I’ve been visiting Manchester Art Gallery since my student days. Mr T and I would spend many Sunday mornings “mooching” around the exhibitions, and when the teen was a “tiny tot”, few trips into town were complete without popping in to see what was new.
In recent years, the creative team behind the gallery exhibitions have brought a vibrancy to the gallery, fresh, modern and fun are words I use to describe the space to people who aren’t familiar with this “gem” (alongside the traditional pieces in the collection which are on permanent display).
I had been looking forward to visiting the latest exhibition, Joana Vasconcelos’ Time Machine and when I heard that a curator tour and talk by Emma Varnam had been organised as part of the “Thursday Late” series I knew this was the perfect opportunity to make a visit (I’ll be honest, the first of many, I already have plans to go back and to take the Teen when she comes home for Easter.
Big Booby 2
I’ve written quite a long piece here, although it hardly seems to do the exhibition justice. You really need to see it for yourself. These photos are only a small snapshot of what is on display – and I’ve mostly included the textile pieces – there’s much more to see throughout the gallery.
‘Joana Vasconcelos: Time Machine’
Described by the gallery as “seductive and subversive”, Joana Vasconcelos has brought her large-scale sculptures to Manchester for an exclusive site specific exhibition which runs until 1st June. This major new show features over twenty of the Portuguese artist’s most significant sculptures, which fill the gallery’s major exhibition spaces, adorn the exterior of the gallery and can also be found within the gallery’s permanent collection in spaces across the whole gallery building. It’s a breathtaking sight to walk into the building and see Britannia in all her glory!
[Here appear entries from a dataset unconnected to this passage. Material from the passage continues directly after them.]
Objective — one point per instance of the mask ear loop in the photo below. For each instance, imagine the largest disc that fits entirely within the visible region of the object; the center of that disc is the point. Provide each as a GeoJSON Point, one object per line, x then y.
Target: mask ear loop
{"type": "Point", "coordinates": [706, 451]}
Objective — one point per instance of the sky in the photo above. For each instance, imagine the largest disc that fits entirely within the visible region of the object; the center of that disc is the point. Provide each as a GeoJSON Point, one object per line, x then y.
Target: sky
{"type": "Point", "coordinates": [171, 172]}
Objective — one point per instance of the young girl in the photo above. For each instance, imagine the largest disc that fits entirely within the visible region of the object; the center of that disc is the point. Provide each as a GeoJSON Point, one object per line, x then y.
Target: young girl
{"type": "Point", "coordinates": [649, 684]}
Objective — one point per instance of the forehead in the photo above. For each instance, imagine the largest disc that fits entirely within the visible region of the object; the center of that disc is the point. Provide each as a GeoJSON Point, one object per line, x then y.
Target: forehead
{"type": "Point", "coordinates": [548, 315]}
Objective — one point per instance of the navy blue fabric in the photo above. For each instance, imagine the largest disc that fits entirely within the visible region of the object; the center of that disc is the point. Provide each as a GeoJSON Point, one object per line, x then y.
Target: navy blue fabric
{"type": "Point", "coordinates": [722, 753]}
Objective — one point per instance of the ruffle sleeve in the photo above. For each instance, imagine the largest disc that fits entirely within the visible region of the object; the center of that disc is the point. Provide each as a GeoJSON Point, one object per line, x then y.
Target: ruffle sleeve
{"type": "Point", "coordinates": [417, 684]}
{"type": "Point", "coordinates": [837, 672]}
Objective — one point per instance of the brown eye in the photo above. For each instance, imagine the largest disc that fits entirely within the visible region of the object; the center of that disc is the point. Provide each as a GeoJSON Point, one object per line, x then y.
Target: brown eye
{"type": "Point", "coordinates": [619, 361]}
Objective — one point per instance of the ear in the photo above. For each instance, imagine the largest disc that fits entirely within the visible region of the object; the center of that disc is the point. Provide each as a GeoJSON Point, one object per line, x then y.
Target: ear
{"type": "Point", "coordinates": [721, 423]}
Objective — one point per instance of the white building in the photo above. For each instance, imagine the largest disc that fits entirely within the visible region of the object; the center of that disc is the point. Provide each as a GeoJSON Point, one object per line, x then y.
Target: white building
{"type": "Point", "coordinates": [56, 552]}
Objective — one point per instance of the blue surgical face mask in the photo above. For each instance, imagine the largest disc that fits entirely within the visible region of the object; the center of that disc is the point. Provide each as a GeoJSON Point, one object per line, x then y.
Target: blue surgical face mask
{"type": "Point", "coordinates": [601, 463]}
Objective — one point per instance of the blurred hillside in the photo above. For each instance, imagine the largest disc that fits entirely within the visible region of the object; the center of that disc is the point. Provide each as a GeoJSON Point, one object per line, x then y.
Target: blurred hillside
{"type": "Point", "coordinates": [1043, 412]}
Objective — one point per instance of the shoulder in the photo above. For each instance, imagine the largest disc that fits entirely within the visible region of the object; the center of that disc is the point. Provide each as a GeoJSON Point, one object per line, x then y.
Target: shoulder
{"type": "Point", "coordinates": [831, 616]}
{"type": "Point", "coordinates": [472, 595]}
Britannia (2014) is made up of brightly coloured organic forms that cascade down the stairs from the main exhibition galleries and spill over the balconies into the atrium. Britannia is composed of many fabric elements including knitting and crochet, fine silks and cotton velvets (referred to as Manchester cloth across much of the world), recycled clothes and industrially produced textiles, embellished with Portuguese tassels, crystals and beads in a riotous patchwork of patterns, shapes and textures.hanging. Our enthusiastic curator described how this new piece, from the iconic ‘Valkyries’ series is inspired by a previous work, Contamination, which was originally conceived for the Pinacoteca do Estado de São Paulo in 2008 and reconfigured for the historic Palazzo Grassi in Venice in 2011. Listening to the curator describe how the piece was commissioned and installed was mesmerising. I would never have thought the huge pieces were held together with zips! Pom poms, fringing, fur yarn all feature in a playful and quirky piece which really defies description no matter how hard I try.
Tutti Frutti 2011
Two of my favourite pieces, The sculptures Tutti Frutti (2011) and Fruit Cake (2011) from the series “Treats” are positioned outside the gallery on either side of the building (Princess Street and Nicholas Street). These works, an oversized ice-cream cone and a giant cupcake, are made from plastic toys used by children to cast shapes in sand and they are truly captivating. It’s rare to see small children slow down as they approach the gallery building, but I watched mothers with pushchairs stand while their little ones simply gazed at the huge sculptural ice cram cornet.
Fruit Cake 2011
Quoted in the press release I received about the event Joana Vasconcelos says: “It is a privilege to see my work go on show in Manchester Art Gallery’s remarkable spaces. I am particularly proud of the dialogue established between Manchester Art Gallery’s collection and my works, as well as the interaction between the city’s history and traditions and other realities of entirely different provenances – such as those specific to my homeland. Time Machine will certainly be one of the most challenging and noteworthy shows of my career.”
Bond Girl 2014
About Joana Vasconcelos
Joana Vasconcelos is a Portuguese artist, born in Paris in 1971, who lives and works in Lisbon, Portugal. Primarily a sculptor, she is renowned for her sense of scale, choice of materials and mastery of colour. A meticulous craftsmanship connects all her work which is ambitious, seductive, humorous and exuberant. She achieved major international recognition when her sculpture The Bride, a 5m high chandelier comprised of 25,000 tampons, was exhibited at the Venice Biennale in 2005. Since then her career has gone from strength to strength including recent solo exhibitions at the Château de Versailles in 2012 (where she was the first woman and the youngest artist ever to exhibit work), Palácio Nacional da Ajuda, Lisbon in 2013 and Trafaria Praia, the Portuguese Pavillion at the 55th Venice Biennale in 2013.